Мы тихо и счастливо засмеялись.

— Так що ж, Антанта, поцелуемся? Такое не часто случается!

Мы обнялись. Я пошутил:

— Христос воскресе!

Но Сидоренко с досадой отмахнулся:

— Який Христос? Мы воскресаем, Антанта! Мы! Та що мы, тысячи и тысячи безвинно осужденных: настает всенародный праздник! — он вытер рукавом вспотевший от волнения лоб. И вдруг опустил голову и задумался: не сговариваясь, мы оба вспомнили прошлое.

Сидоренко покачал головой и развел руками:

— Вмер Сосо Джугашвили, усатый чертяка, хай ему, як говориться, ни дна, ни покрышки… А Сталин? Слухай, Антанта, ты же ученый человек, интеллигент, скажи мени як коммунисту: может Сталин вмереть? Ты же сам ще в Сибла-гу мне объяснял разницу.

— Не может, — с волнением ответил я. — С ним навсегда слита наша история — как же его можно вычеркнуть из нее? Почему? Зачем? Разве Троцкий с Бухариным также твердо держали бы курс? Разве не могли они вильнуть вправо под напором невероятных трудностей? Нет, что было, то было. Народ — единственный правомочный судья, Остап Порфирьевич, он и вынесет когда-нибудь тщательно взвешенное и справедливое решение: принять несгибаемого Сталина и отвергнуть мучимого подозрительностью и страхом Джугашвили!

Прошел еще год…

16 декабря 1954 года, город Омск.

«Здравствуйте, наши дядя Сидоренко и дядя доктор!

Сегодня мне исполнилось десять лет. К нам придут девочки из нашего класса. Еще в этот день мы всегда посылаем вам посылочки. Я учусь хорошо. Мама очень радуется. А еще будем встречать Новый год в школе, я буду читать стихи. И еще папа говорит, что вам скоро выходить на волю, теперь другие времена. Посылочки ждите.

Папа, мама, я и братик Павлуша вас обнимаем и целуем.

Ваша Любаша Головина».

Железная дорога была достроена, из Тайшета в Братск и обратно пошли поезда. Лагерники сделали свое дело, и основной контингент, бывшие сиблаговцы и бывшие горно-шорцы, стали перебрасывать в Омск на новую грандиозную стройку. Остап Порфирьевич и я ехали в одной теплушке и попали на один лагпункт. Я принял амбулаторию, Сидоренко — бригаду обслуживания, все опять потекло по-старому, но условия жизни оказались иными: жизнь изменилась.

Посредине каждого загона год назад здесь были выстроены аккуратные домики с двумя дверьми: входящие не рисковали встретиться. Вокруг такого домика со спущенными занавесками заключенные ходили с опаской: внутри, как злой паук, таился кум.

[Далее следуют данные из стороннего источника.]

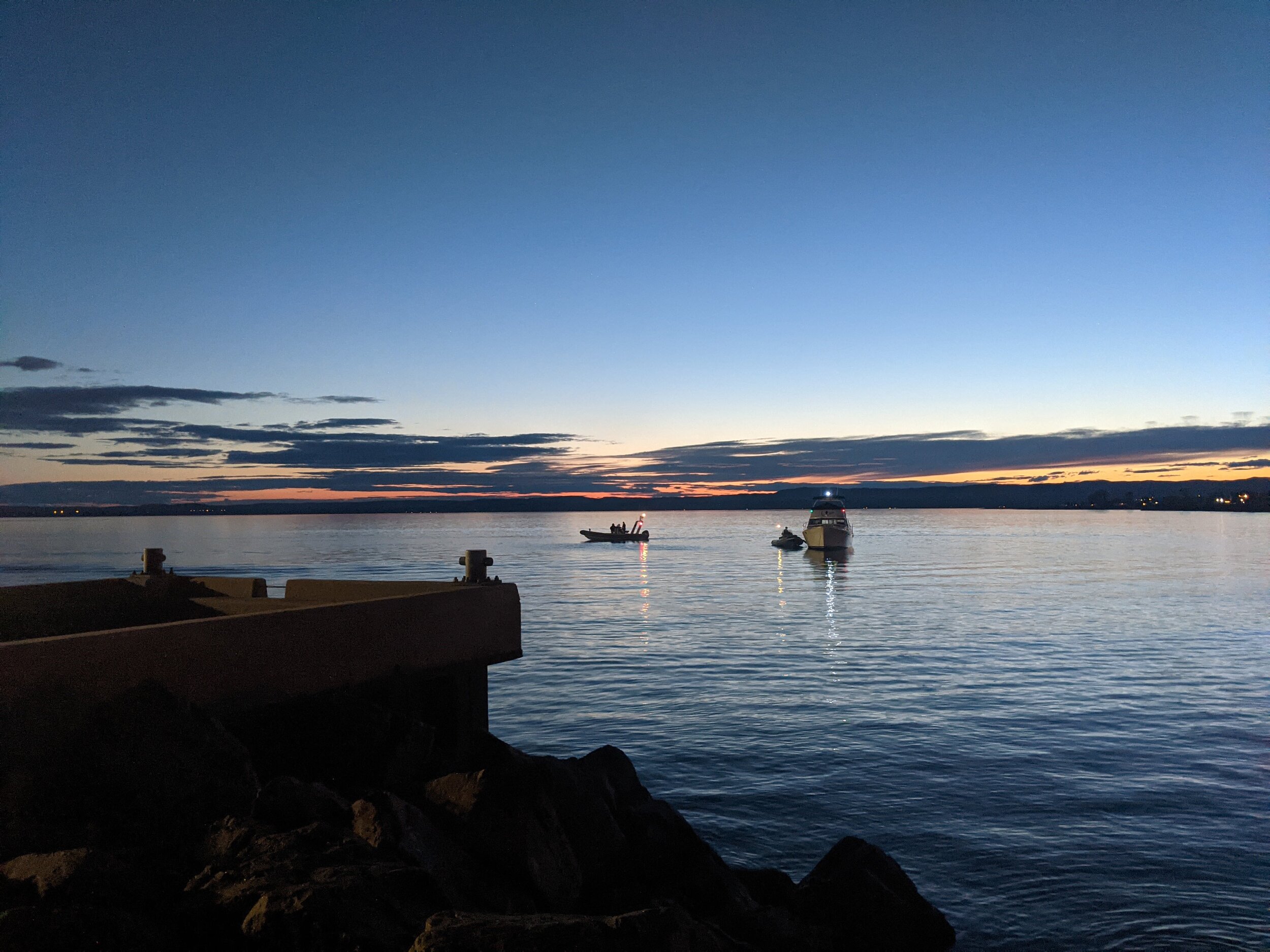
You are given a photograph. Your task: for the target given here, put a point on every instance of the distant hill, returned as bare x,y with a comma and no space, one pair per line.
1235,496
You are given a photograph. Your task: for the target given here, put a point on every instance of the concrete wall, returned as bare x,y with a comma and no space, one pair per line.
242,661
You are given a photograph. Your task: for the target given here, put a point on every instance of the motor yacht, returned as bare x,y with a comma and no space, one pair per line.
827,524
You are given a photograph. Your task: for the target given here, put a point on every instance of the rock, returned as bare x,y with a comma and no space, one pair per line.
73,875
337,738
154,771
388,822
289,804
674,861
667,930
769,888
859,898
314,888
369,909
49,928
504,816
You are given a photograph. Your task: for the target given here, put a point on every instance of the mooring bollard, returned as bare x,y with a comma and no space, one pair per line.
475,562
153,560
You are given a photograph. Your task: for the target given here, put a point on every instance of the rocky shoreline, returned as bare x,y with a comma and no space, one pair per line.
346,822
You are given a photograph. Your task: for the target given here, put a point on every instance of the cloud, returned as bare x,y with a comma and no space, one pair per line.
336,423
31,364
80,410
388,451
350,455
858,458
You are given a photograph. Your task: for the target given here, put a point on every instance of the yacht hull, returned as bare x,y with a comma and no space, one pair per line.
827,536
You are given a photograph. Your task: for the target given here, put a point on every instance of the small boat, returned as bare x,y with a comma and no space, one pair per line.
788,540
615,536
636,534
827,524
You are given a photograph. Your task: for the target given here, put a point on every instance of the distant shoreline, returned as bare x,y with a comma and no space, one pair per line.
1197,496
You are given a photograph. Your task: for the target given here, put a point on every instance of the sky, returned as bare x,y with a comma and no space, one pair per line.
273,250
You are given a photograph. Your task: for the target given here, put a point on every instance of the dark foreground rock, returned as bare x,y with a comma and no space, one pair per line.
143,826
667,928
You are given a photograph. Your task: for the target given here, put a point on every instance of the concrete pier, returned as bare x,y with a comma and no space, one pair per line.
221,644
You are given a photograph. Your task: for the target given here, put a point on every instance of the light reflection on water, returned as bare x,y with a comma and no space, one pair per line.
1056,721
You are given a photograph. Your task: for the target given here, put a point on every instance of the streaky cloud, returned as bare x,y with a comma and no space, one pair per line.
31,364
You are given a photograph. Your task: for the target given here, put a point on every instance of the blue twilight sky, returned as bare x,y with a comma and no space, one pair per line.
648,224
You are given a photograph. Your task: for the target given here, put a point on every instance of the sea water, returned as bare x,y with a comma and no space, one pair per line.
1058,723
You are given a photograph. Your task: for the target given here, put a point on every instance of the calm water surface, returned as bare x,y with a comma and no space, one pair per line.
1057,723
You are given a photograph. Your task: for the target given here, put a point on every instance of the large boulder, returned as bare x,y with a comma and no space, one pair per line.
360,908
315,888
290,804
858,898
388,822
69,875
664,930
671,860
506,818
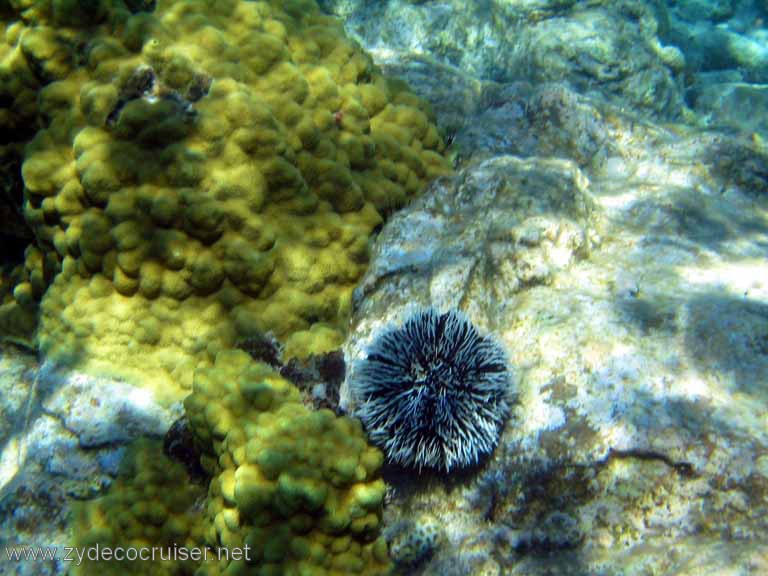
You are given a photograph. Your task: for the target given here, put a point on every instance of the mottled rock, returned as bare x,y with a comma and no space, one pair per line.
61,439
610,50
631,296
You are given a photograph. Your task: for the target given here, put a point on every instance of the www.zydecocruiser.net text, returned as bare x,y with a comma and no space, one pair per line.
120,554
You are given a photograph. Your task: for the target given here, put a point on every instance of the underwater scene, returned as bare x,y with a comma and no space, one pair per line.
384,287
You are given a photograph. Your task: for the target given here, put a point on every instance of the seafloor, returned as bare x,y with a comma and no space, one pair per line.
607,221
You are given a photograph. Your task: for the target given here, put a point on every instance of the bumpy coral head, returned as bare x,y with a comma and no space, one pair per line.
433,393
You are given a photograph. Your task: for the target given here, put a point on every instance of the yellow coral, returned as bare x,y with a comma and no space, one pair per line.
300,488
211,171
151,510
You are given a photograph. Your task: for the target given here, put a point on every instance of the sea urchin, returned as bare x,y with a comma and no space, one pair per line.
433,393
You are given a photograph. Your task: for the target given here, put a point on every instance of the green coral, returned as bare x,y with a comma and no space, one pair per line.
151,505
209,171
300,488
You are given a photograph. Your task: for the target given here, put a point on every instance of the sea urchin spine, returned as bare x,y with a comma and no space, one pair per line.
433,393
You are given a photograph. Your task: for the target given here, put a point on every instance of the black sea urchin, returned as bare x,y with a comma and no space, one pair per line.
433,393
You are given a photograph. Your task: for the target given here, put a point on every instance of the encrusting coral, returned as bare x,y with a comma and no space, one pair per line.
209,171
151,508
301,488
292,490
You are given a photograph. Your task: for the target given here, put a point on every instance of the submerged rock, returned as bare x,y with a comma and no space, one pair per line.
631,297
610,50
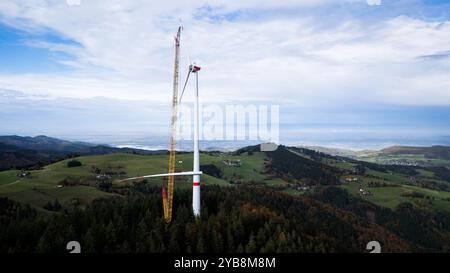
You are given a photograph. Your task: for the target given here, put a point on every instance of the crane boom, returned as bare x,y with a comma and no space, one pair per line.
168,195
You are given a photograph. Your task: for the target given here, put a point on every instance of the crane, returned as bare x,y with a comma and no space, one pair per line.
167,194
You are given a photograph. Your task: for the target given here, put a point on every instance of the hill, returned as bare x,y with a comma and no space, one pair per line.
397,202
436,152
18,152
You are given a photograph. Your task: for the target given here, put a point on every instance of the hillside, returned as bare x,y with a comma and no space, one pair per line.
18,152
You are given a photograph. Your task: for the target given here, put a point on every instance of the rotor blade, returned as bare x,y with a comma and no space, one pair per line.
184,87
161,175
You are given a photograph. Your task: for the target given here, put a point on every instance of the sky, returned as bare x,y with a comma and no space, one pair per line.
347,73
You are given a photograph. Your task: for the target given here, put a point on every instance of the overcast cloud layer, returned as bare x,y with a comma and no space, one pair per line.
292,53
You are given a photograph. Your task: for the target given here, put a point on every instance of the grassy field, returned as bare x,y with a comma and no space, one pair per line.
391,197
42,185
417,158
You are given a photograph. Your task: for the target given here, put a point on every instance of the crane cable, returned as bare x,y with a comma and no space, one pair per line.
184,87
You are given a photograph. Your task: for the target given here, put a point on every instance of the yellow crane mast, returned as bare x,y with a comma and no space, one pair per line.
168,194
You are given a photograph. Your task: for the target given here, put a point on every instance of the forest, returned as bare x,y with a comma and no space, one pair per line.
234,220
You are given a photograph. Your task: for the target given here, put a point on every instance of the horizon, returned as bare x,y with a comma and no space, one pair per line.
368,74
210,145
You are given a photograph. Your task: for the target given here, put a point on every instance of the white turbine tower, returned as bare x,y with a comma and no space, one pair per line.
196,166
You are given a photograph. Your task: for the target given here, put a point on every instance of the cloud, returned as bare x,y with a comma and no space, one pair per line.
124,50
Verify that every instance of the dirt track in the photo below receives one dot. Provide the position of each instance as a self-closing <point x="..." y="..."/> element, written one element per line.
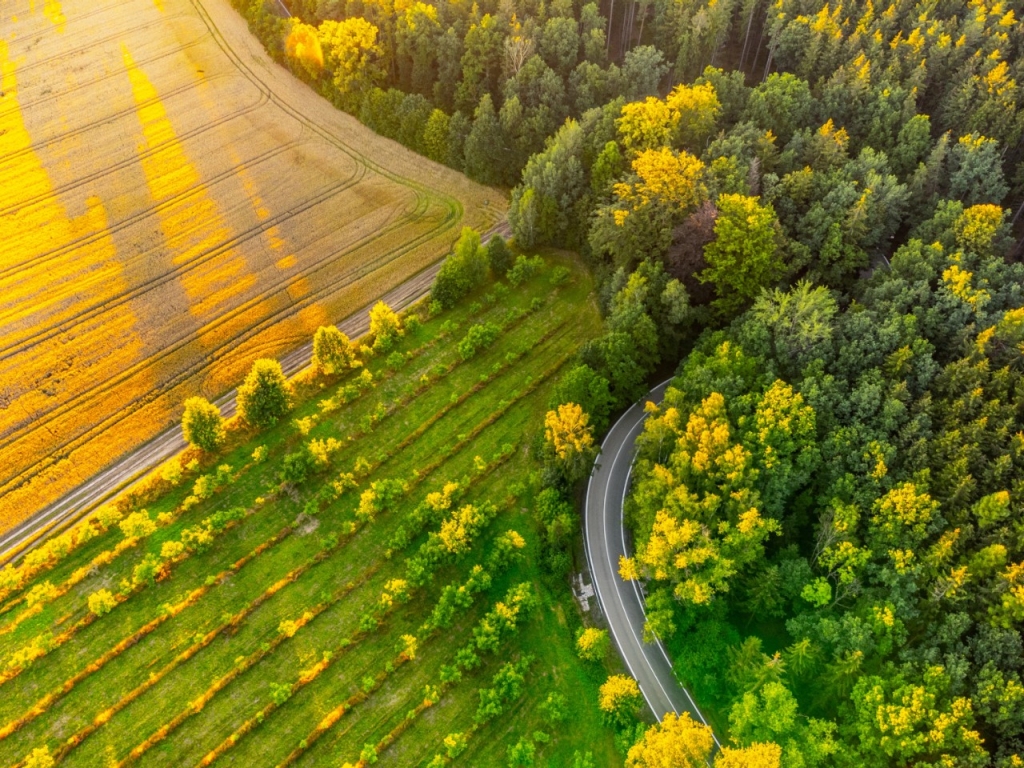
<point x="173" y="205"/>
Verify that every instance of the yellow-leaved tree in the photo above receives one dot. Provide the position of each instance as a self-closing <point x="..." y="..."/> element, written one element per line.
<point x="352" y="57"/>
<point x="704" y="512"/>
<point x="764" y="755"/>
<point x="385" y="326"/>
<point x="303" y="47"/>
<point x="620" y="698"/>
<point x="569" y="440"/>
<point x="676" y="741"/>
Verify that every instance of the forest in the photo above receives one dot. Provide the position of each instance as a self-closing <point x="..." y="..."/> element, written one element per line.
<point x="807" y="211"/>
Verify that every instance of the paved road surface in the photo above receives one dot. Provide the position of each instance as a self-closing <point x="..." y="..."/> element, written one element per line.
<point x="604" y="538"/>
<point x="126" y="470"/>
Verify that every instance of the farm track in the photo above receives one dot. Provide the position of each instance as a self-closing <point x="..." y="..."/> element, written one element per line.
<point x="338" y="273"/>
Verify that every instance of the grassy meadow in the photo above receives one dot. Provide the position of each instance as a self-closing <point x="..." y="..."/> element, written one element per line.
<point x="172" y="205"/>
<point x="378" y="610"/>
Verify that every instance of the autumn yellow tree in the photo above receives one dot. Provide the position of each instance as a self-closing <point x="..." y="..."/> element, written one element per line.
<point x="977" y="226"/>
<point x="569" y="440"/>
<point x="333" y="352"/>
<point x="592" y="644"/>
<point x="101" y="602"/>
<point x="303" y="48"/>
<point x="694" y="110"/>
<point x="675" y="742"/>
<point x="702" y="510"/>
<point x="620" y="698"/>
<point x="646" y="125"/>
<point x="663" y="176"/>
<point x="39" y="758"/>
<point x="352" y="57"/>
<point x="766" y="755"/>
<point x="385" y="326"/>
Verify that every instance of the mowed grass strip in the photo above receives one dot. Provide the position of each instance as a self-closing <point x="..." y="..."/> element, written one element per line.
<point x="429" y="418"/>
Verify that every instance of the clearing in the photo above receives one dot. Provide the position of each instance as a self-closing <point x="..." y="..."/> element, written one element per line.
<point x="173" y="205"/>
<point x="279" y="627"/>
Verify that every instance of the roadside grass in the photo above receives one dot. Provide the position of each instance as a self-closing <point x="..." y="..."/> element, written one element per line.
<point x="202" y="682"/>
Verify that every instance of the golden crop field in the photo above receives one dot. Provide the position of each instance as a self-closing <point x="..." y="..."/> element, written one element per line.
<point x="173" y="205"/>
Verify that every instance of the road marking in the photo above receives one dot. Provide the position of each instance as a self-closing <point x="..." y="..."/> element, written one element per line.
<point x="622" y="603"/>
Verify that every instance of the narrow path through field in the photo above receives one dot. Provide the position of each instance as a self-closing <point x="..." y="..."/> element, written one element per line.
<point x="201" y="207"/>
<point x="131" y="467"/>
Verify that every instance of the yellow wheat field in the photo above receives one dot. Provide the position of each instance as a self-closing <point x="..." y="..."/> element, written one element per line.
<point x="172" y="206"/>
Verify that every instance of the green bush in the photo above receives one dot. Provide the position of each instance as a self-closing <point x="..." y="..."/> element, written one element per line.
<point x="463" y="270"/>
<point x="479" y="336"/>
<point x="333" y="352"/>
<point x="265" y="395"/>
<point x="500" y="256"/>
<point x="202" y="424"/>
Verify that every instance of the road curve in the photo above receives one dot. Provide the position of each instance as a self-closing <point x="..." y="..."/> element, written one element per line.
<point x="604" y="539"/>
<point x="131" y="467"/>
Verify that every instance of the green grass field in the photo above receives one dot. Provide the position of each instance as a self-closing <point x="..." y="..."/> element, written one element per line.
<point x="202" y="667"/>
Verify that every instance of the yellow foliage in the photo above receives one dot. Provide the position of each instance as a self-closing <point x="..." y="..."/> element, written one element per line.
<point x="976" y="227"/>
<point x="628" y="569"/>
<point x="676" y="742"/>
<point x="351" y="53"/>
<point x="664" y="176"/>
<point x="456" y="531"/>
<point x="567" y="431"/>
<point x="101" y="602"/>
<point x="303" y="45"/>
<point x="695" y="109"/>
<point x="646" y="125"/>
<point x="384" y="323"/>
<point x="592" y="643"/>
<point x="961" y="284"/>
<point x="766" y="755"/>
<point x="617" y="692"/>
<point x="39" y="758"/>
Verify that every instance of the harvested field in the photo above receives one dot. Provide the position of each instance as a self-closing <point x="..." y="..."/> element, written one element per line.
<point x="351" y="615"/>
<point x="173" y="205"/>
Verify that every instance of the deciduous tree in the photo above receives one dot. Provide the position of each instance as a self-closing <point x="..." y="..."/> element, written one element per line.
<point x="202" y="424"/>
<point x="265" y="395"/>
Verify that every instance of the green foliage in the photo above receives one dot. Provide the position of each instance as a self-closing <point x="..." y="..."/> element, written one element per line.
<point x="333" y="352"/>
<point x="743" y="256"/>
<point x="479" y="336"/>
<point x="585" y="386"/>
<point x="202" y="424"/>
<point x="464" y="269"/>
<point x="523" y="269"/>
<point x="499" y="256"/>
<point x="265" y="395"/>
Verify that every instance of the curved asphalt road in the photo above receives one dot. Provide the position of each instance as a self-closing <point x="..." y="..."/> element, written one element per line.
<point x="130" y="468"/>
<point x="622" y="602"/>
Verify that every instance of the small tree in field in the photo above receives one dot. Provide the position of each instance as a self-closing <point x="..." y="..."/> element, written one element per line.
<point x="592" y="644"/>
<point x="101" y="602"/>
<point x="620" y="698"/>
<point x="265" y="395"/>
<point x="202" y="424"/>
<point x="40" y="758"/>
<point x="333" y="352"/>
<point x="464" y="269"/>
<point x="385" y="326"/>
<point x="569" y="440"/>
<point x="500" y="256"/>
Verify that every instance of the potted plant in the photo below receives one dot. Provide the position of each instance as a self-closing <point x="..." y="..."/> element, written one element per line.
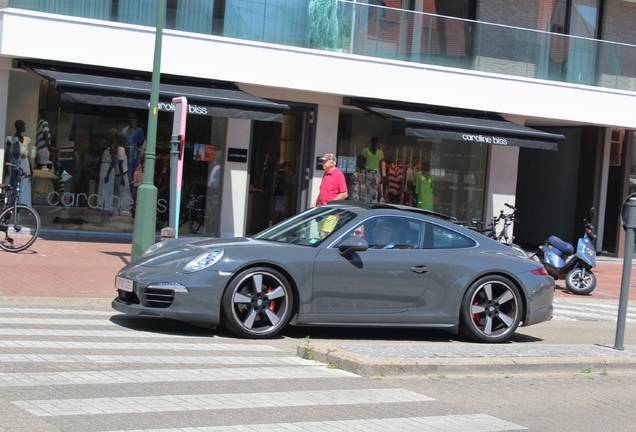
<point x="324" y="29"/>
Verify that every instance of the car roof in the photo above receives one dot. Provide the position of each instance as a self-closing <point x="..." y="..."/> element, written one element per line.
<point x="387" y="206"/>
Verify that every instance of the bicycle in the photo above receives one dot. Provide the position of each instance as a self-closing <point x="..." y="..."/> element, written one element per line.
<point x="502" y="236"/>
<point x="196" y="212"/>
<point x="19" y="223"/>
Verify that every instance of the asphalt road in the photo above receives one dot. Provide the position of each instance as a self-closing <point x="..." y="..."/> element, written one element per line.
<point x="79" y="366"/>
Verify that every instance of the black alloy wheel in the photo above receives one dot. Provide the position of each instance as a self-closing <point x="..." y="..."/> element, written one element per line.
<point x="257" y="304"/>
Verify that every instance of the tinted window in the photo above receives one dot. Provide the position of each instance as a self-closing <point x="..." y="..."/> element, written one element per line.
<point x="389" y="232"/>
<point x="309" y="228"/>
<point x="438" y="237"/>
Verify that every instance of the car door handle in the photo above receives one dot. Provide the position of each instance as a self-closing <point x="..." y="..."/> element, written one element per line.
<point x="420" y="269"/>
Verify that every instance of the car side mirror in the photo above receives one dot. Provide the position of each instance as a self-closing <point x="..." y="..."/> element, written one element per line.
<point x="352" y="244"/>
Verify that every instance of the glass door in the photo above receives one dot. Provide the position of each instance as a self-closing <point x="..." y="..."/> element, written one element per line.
<point x="278" y="169"/>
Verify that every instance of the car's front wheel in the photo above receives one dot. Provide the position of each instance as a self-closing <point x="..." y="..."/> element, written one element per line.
<point x="257" y="304"/>
<point x="491" y="310"/>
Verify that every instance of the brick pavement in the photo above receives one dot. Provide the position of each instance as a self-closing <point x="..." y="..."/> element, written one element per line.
<point x="64" y="268"/>
<point x="86" y="269"/>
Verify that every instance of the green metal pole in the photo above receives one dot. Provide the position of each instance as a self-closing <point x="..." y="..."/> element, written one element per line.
<point x="146" y="213"/>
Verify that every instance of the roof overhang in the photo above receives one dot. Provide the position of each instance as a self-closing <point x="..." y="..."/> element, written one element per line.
<point x="426" y="123"/>
<point x="135" y="93"/>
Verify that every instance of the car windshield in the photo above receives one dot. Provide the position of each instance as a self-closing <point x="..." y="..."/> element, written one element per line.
<point x="309" y="228"/>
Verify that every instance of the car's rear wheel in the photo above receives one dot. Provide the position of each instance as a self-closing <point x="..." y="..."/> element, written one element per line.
<point x="257" y="304"/>
<point x="491" y="310"/>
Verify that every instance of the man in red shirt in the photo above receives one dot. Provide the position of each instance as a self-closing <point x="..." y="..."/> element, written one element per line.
<point x="332" y="187"/>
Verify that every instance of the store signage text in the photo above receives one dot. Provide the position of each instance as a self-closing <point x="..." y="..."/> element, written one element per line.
<point x="485" y="139"/>
<point x="68" y="199"/>
<point x="192" y="109"/>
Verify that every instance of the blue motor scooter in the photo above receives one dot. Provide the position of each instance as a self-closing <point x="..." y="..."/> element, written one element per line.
<point x="561" y="262"/>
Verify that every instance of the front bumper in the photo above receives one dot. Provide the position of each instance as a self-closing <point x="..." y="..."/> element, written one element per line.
<point x="195" y="299"/>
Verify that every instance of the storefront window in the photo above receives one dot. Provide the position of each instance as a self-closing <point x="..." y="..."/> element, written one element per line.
<point x="96" y="165"/>
<point x="440" y="175"/>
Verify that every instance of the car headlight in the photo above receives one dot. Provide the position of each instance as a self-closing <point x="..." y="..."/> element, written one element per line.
<point x="203" y="261"/>
<point x="154" y="248"/>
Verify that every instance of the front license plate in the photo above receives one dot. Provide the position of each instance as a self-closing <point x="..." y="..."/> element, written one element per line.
<point x="123" y="284"/>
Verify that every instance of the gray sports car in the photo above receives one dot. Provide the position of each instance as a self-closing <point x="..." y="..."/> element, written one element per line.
<point x="342" y="264"/>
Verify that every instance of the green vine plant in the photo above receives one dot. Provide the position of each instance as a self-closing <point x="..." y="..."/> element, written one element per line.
<point x="324" y="28"/>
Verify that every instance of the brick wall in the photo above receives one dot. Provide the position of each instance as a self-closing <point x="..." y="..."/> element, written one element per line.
<point x="517" y="13"/>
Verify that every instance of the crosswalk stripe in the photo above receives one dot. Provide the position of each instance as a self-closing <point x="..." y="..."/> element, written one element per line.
<point x="92" y="333"/>
<point x="55" y="321"/>
<point x="175" y="349"/>
<point x="591" y="311"/>
<point x="449" y="423"/>
<point x="182" y="360"/>
<point x="169" y="375"/>
<point x="50" y="311"/>
<point x="150" y="404"/>
<point x="138" y="346"/>
<point x="596" y="306"/>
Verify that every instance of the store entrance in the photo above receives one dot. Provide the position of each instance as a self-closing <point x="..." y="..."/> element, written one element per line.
<point x="278" y="169"/>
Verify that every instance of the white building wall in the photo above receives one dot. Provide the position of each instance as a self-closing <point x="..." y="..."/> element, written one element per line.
<point x="103" y="44"/>
<point x="235" y="181"/>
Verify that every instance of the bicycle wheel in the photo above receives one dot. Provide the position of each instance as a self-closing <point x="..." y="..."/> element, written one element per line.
<point x="18" y="230"/>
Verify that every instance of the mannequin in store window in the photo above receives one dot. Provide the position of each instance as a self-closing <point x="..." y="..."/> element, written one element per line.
<point x="20" y="154"/>
<point x="424" y="187"/>
<point x="395" y="182"/>
<point x="134" y="144"/>
<point x="373" y="158"/>
<point x="43" y="143"/>
<point x="358" y="181"/>
<point x="107" y="166"/>
<point x="122" y="181"/>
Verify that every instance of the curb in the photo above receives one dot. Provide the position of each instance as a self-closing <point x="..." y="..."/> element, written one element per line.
<point x="367" y="366"/>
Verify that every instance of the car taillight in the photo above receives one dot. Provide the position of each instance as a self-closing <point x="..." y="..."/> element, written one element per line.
<point x="540" y="272"/>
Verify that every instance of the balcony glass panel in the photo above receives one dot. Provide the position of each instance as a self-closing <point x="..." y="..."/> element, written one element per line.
<point x="374" y="31"/>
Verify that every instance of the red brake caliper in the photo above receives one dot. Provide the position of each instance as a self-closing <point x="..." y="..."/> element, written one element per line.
<point x="476" y="317"/>
<point x="272" y="304"/>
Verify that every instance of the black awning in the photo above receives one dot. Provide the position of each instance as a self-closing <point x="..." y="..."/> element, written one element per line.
<point x="475" y="129"/>
<point x="134" y="93"/>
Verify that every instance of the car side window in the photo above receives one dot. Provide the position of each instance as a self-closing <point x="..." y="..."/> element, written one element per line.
<point x="438" y="237"/>
<point x="390" y="232"/>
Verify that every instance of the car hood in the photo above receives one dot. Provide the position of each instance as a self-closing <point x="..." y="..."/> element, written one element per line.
<point x="177" y="253"/>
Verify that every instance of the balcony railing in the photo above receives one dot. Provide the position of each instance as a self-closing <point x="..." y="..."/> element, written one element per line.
<point x="361" y="29"/>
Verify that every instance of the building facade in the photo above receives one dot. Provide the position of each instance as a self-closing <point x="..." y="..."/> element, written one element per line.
<point x="491" y="102"/>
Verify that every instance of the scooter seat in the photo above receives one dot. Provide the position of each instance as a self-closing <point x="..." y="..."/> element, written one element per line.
<point x="564" y="247"/>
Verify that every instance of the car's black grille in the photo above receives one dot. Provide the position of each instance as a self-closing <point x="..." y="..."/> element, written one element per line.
<point x="156" y="297"/>
<point x="128" y="297"/>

— Наш опер еще ничего, человек неплохой, — рассказывали нам местные старожилы. — Но в управлении сидит зверь. Его знают, наверное, по всему Союзу.

— Кто такой?

— Полковник Долинский! Гад, каких мало. Вот и эти домики в каждой зоне понастроил. Говорит: «Что думает каждый лагерник — это его дело, но что говорят меж собой два лагерника — это уже мое дело!» Всех таскает в этот домик, будь он проклят! Придет время — эти домики будут уничтожены первыми! Сожжены, а место перепахано!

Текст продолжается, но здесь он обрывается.